The reflex when building anything in this moment is to put AI at the centre of it. To make the AI the product. To wrap a chat around it, to add an agent, to integrate a model, to find somewhere to call an LLM. And there is a vast amount of perfectly good work being done in exactly that shape. But sitting in front of pb, which is just plumbing, I keep thinking about how much of the value came from doing the opposite. From looking at a workflow that had AI in it, finding the places where the AI was already doing what it needed to do, and then carefully, deliberately, automating everything between those places without any AI at all.

The decisions are where the value is. Choosing the style. Reading the three pose options and picking one. Looking at the generated image and going “yes, that one.” Looking at the Meshy output and deciding it is worth keeping, or it is not. Those are the moments where the human matters. They are also a small fraction of the total time the workflow used to take, because they were buried inside an enormous amount of cruft that had nothing to do with judgement and everything to do with moving things between windows.

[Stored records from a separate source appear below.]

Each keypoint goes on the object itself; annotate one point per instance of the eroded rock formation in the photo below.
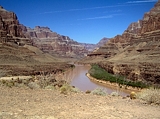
(136, 53)
(53, 43)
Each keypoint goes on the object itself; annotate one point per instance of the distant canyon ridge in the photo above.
(135, 54)
(42, 37)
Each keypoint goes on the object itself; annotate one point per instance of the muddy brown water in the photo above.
(81, 81)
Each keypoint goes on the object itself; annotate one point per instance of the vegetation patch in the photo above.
(150, 95)
(99, 91)
(101, 74)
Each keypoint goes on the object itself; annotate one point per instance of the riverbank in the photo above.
(20, 103)
(113, 85)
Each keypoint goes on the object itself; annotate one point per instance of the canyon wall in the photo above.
(136, 53)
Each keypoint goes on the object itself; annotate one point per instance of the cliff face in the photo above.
(136, 53)
(10, 29)
(53, 43)
(10, 23)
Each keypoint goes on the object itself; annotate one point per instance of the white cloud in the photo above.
(141, 1)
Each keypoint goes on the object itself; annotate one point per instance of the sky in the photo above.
(86, 21)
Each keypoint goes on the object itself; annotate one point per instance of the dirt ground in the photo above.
(21, 103)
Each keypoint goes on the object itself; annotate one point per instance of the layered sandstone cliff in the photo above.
(136, 53)
(53, 43)
(10, 29)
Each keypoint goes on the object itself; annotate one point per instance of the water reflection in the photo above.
(81, 81)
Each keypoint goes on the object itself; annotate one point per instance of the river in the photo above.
(81, 81)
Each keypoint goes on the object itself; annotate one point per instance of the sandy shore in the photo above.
(113, 85)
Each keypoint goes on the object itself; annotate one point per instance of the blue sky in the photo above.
(82, 20)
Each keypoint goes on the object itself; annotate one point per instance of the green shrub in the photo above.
(88, 91)
(33, 85)
(150, 96)
(75, 90)
(101, 74)
(99, 91)
(65, 88)
(50, 87)
(114, 94)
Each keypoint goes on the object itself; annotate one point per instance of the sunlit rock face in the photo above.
(10, 29)
(136, 53)
(9, 23)
(54, 43)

What if a lot of what we are about to build looks like this. Not products that put AI at the centre, but products that take the cruft out from around the AI. Products whose job is to separate the moments where a person needs to think from the moments where a person is just moving bytes around because nobody else will. Products that respect the parts of the workflow where taste lives, and quietly, ruthlessly, automate everything else, including the bits that are not AI at all.

I am still mulling this over. It feels almost too simple to be a grand theory of anything, a lesson pulled from a hobby project that I am trying to stretch over an entire industry. But I keep noticing the same shape elsewhere: the model is not always the missing piece. Sometimes the missing piece is everything around the model.

The most valuable AI products might not be very AI at all. They might just be the thing that lets you get to the AI faster, and then get out of the way while you do the part that matters.